Asked if he could name the platform he is looking at or its manufacturers, Amos smiled and said “absolutely not.” But he did say it would be a wheeled vehicle rather than a tracked vehicle, which comes with a host of benefits that makes it “immensely superior” on land–greater safety, greater protection, simpler maintenance and better maneuverability, to name a few.
“If we had stayed the direction we were going, with a tracked, high-speed vehicle, it would have had significantly less protection as you come across the beach, and that’s not what we need to be having today,” Amos said.
On Tuesday, Amos said at a House Appropriations defense subcommittee that the vehicles would cost $3 million to $4.5 million each instead of $12 million to $14 million for the high-speed tracked vehicle that had been considered previously. He told lawmakers the Marine Corps could build the high-speed craft–which planes across the top of the water like a speedboat rather than sitting in the water like other boats–but the cost would be high and the service would have to make too many other compromises on its capabilities ashore, where the vehicle would operate “99 percent of the time.”

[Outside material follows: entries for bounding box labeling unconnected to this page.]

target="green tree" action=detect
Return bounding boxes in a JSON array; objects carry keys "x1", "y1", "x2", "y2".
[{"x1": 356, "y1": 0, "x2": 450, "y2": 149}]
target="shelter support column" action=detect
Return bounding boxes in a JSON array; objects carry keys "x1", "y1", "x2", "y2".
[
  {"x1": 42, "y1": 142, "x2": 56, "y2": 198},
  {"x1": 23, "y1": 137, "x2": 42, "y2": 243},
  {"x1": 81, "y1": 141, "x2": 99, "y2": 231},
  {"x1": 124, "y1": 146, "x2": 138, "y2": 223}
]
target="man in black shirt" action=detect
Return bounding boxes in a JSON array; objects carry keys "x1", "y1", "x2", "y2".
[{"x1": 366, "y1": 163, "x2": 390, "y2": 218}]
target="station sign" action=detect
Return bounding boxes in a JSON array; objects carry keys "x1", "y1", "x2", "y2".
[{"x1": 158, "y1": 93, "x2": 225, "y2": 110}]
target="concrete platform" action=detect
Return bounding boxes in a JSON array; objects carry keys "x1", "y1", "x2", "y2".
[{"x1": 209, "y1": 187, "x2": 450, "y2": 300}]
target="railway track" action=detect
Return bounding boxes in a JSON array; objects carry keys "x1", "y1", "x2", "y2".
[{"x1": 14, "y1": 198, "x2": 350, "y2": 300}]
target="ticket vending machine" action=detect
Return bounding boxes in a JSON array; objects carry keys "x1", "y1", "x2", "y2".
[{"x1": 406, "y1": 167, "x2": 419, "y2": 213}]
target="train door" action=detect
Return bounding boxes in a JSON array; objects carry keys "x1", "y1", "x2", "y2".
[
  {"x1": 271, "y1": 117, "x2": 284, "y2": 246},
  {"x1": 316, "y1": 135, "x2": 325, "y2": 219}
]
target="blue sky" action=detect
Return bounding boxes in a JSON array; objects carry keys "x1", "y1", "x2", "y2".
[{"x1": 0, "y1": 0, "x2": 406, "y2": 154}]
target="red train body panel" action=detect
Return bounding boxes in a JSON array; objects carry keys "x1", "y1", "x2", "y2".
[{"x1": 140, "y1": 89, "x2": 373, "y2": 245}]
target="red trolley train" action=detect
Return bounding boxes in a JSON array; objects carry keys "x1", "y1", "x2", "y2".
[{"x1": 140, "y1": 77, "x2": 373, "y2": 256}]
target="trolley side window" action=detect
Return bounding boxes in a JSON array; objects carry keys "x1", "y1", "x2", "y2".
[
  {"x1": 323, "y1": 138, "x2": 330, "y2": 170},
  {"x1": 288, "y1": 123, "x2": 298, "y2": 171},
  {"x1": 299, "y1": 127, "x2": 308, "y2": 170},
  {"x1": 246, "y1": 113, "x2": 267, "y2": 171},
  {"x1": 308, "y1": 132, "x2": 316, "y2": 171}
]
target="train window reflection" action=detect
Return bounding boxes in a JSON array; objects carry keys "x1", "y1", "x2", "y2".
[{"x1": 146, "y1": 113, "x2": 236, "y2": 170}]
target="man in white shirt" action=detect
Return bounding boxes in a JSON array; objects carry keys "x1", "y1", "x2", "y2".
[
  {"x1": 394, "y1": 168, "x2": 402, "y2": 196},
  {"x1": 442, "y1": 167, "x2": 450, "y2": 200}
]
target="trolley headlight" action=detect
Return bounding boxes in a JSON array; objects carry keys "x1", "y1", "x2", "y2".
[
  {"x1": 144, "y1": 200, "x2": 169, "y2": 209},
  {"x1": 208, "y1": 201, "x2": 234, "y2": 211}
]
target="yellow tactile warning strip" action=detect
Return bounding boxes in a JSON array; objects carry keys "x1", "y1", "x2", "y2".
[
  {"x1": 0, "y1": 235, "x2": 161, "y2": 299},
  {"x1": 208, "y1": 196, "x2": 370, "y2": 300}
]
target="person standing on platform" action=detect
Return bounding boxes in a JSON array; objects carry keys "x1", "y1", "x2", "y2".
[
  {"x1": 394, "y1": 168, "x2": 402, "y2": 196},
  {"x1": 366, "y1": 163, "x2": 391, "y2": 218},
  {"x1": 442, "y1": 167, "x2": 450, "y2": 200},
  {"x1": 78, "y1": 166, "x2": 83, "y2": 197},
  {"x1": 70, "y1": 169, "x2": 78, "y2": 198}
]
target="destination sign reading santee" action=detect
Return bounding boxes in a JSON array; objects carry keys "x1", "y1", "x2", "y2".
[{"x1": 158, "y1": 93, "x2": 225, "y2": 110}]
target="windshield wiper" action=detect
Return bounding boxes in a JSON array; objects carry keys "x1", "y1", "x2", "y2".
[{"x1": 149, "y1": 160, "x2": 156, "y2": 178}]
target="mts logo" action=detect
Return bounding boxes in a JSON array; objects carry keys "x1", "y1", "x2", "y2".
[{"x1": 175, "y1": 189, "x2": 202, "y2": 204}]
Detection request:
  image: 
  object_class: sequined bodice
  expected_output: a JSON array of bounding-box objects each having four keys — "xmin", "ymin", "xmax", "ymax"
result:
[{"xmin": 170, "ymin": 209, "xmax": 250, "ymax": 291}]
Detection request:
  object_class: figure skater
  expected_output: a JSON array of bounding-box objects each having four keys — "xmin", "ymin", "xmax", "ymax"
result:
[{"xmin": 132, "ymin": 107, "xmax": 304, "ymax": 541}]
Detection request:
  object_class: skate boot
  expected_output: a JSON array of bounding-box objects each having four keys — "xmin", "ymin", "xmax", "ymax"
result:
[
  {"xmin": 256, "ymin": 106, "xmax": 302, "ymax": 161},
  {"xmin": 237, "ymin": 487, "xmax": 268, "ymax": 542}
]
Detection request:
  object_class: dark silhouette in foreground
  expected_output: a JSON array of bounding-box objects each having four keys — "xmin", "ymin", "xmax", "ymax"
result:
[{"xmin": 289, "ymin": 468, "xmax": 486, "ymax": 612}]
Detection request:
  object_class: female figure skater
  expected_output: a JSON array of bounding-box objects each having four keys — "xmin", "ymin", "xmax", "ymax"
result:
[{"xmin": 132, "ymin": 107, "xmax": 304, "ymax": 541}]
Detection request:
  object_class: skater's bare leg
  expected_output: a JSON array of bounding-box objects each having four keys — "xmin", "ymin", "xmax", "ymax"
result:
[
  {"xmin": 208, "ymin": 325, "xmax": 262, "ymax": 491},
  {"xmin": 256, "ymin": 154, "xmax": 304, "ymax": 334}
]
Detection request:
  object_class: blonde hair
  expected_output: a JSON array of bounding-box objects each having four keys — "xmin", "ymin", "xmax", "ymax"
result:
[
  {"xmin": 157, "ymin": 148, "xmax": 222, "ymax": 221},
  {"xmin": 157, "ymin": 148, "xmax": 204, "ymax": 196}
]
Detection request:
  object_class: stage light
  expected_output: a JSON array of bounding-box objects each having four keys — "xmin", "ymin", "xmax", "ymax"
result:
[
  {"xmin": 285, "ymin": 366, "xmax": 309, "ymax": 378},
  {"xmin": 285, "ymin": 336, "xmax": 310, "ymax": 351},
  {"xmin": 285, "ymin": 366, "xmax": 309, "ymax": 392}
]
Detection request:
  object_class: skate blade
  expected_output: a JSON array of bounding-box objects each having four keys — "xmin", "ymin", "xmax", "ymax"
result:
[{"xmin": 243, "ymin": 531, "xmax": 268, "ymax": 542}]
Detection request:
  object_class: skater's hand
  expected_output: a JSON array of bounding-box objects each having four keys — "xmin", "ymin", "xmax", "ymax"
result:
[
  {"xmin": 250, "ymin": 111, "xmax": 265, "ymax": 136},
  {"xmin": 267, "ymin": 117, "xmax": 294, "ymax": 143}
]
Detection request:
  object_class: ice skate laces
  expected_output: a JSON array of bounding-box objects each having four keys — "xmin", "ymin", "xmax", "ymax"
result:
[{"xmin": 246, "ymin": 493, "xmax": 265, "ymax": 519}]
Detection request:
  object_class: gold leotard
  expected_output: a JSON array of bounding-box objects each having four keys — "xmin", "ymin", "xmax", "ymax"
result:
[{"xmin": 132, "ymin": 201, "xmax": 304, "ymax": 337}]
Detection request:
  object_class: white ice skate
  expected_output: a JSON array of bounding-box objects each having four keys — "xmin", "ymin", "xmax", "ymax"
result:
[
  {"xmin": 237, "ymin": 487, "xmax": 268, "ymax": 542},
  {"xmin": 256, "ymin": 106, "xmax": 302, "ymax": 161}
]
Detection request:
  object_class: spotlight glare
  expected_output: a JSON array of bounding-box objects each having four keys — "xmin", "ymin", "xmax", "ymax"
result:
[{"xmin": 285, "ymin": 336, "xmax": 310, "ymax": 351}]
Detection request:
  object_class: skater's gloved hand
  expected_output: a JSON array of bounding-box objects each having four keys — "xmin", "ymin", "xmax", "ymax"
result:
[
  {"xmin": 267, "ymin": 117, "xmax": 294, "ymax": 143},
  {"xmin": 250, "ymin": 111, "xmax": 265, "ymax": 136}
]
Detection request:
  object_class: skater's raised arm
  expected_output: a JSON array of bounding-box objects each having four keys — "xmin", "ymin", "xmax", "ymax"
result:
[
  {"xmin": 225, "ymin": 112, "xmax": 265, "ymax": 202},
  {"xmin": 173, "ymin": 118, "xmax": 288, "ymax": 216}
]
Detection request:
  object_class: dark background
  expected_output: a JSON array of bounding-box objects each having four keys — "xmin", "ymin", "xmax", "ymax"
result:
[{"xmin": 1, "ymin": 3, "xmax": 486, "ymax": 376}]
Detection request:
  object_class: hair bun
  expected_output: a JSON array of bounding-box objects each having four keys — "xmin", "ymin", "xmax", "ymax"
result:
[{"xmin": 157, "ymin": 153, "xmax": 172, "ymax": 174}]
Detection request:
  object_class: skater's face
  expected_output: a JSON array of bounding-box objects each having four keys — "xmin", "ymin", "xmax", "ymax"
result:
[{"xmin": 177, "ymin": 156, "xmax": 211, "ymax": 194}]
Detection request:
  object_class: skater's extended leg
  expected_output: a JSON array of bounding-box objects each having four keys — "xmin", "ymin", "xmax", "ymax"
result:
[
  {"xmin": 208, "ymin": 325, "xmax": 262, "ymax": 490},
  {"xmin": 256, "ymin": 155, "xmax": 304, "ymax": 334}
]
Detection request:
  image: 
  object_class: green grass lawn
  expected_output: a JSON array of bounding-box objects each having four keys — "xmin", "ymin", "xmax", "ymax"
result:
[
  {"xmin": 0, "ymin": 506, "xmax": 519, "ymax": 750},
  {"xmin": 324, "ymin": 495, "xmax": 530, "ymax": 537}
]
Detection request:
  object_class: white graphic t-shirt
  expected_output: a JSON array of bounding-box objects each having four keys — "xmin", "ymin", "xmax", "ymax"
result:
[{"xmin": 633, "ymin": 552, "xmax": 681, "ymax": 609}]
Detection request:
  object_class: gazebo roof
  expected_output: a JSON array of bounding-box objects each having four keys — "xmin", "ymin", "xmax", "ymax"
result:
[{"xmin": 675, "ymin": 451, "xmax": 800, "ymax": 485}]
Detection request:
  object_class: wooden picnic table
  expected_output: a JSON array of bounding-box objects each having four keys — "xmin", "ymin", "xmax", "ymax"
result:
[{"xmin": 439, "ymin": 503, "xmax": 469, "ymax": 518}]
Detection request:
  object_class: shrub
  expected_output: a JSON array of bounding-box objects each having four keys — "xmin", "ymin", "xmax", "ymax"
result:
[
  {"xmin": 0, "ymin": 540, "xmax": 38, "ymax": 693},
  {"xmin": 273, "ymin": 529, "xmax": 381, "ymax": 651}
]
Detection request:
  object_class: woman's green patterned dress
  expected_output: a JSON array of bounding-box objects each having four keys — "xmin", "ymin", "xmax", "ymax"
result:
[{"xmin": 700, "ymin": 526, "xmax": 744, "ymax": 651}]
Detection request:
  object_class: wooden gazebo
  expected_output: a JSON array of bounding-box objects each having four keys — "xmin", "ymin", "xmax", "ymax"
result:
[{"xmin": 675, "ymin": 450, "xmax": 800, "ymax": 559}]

ACV program office spokesman Manny Pacheco told Defense Daily that the 8-wheeled vehicle the service is considering came to the Marines’ attention during technology demonstrations for the Marine Personnel Carrier last year. He expects the Marine Corps to buy 200 Increment 1 vehicles and 470 Increment 2 vehicles, with the intent “to include some different variants yet to be determined,” though he noted the plans are still evolving.
At the same time, Pacheco said the program office will explore high-waterspeed technologies for an independent amphibious vehicle and/or a connector. And it will focus its near-term efforts on survivability and sustainment upgrades to the legacy Assault Amphibious Vehicle.
Amos also discussed the Marine Corps’ congressionally requested Unfunded Priorities List with reporters after the hearing. He said the Marine Corps’ list totaled $2.5 billion, with $1 billion dedicated to Joint Strike Fighters to replace the six to eight AV-8B Harriers destroyed during a September 2012 attack on Camp Bastion in Afghanistan. Six were completely destroyed, Amos said, and two more were shipped back to the United States for further inspection but likely won’t fly again.
The list also includes $400 million in military construction, which dropped 65 percent in the president’s budget request for fiscal year 2015, he said. Previous requests averaged about $2 billion, and the FY ’15 request is less than a quarter of that.
There is also money in the request to speed up the Service Life Extension Program for the 72 Landing Craft-Air Cushions (LCACs) in the fleet, as well as to supplement the Spain-based Special Purpose Marine Air-Ground Task Force (MAGTF) Crisis Response unit for operations in Africa with additional MAGTFs in U.S. Central Command and U.S. Southern Command.
After Tuesday’s hearing with House appropriators, Chief of Naval Operations Adm. Jonathan Greenert would not elaborate on the Navy’s Unfunded Priorities List other than to say it was with Defense Secretary Chuck Hagel, who would send all the services’ lists together to Congress. Greenert said during the hearing that the list included funding for 22 additional EA-18G Growlers because the Navy is the only service that provides airborne electronic attack and he views the Growler production line closing as a big risk.